23. April 2001 bis 30. Mai 2001
Während der Gedenkdiener weiterhin in enger Zusammenarbeit mit der Katalogisierungs- sowie der geographischen Forschungsabteilung verblieb, wurde er nun auch der Büchereileitung als Assistent zugeteilt.
Seine erste Aufgabe wurde es, einen neuen Büchereiraum einzurichten, wohin nun ein Großteil der sich im Besitz der Foundation befindlichen Bücher verlagert wurde, die bis dahin in einem separaten Lager in Kisten verstaut gewesen waren. Danach sortierte der Gedenkdiener sämtliche Bücher und Akten der alten und neuen Bücherei alphabetisch und nach Themenbereichen, um die Nachforschungsarbeit für die Foundationmitarbeiter zu erleichtern. Schließlich wurde ein digitales Karteisystem erstellt, und es wurde die Hauptaufgabe des Gedenkdieners, mit Hilfe dieser Kartei den gesamten Inhalt der Foundationbücherei zu katalogisieren.

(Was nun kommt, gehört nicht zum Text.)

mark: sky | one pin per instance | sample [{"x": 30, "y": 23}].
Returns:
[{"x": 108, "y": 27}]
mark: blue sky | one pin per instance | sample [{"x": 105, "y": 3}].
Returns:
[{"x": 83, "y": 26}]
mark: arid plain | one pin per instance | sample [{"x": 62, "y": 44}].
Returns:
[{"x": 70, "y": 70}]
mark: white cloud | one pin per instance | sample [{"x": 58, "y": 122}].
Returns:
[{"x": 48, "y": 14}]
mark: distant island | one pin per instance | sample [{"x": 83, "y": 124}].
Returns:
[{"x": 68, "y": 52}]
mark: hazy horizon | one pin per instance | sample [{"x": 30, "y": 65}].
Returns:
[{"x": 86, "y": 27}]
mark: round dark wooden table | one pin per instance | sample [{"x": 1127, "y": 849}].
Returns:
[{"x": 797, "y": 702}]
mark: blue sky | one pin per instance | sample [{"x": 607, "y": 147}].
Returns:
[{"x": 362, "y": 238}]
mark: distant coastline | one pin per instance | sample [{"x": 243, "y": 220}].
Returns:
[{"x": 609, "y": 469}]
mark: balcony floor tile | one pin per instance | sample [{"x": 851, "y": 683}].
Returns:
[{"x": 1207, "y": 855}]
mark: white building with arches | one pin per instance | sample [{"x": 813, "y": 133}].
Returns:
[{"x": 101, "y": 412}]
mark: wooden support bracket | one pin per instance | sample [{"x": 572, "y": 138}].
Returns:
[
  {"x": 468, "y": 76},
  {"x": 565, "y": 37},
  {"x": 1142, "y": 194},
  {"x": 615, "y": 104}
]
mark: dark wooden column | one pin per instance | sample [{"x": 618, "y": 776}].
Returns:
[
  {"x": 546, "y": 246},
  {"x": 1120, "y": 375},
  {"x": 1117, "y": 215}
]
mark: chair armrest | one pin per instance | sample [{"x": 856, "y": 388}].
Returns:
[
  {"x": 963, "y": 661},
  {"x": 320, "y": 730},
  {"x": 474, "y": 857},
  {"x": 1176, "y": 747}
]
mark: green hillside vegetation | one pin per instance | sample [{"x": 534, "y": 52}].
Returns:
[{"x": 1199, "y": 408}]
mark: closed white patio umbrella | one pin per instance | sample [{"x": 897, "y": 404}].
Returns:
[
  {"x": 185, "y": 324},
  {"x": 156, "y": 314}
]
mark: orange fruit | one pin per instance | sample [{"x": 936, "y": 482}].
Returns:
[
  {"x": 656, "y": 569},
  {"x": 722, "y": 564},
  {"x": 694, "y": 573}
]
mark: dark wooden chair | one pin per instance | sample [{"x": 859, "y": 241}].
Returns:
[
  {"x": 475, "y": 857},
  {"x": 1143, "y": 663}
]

Zusätzlich wurde der Gedenkdiener Anfang Mai in ein Projekt miteinbezogen, die Entwicklung der administrativen Bezirke Österreichs seit 1900 zu dokumentieren und eine genaue Liste ihrer zugehörigen Konzentrations- und Arbeitslager zu erstellen. Zu seinen Aufgaben zählte die Durchsicht von Büchern und Dokumenten, zumeist aus dem Archiv der UCLA, das Kopieren von brauchbaren Texten und die Übersetzung deutschsprachigen Materials. Außerdem führte der Gedenkdiener Protokoll über den Verlauf des Projekts und verfasste englische Inhaltsangaben brauchbarer, deutschsprachiger Texte.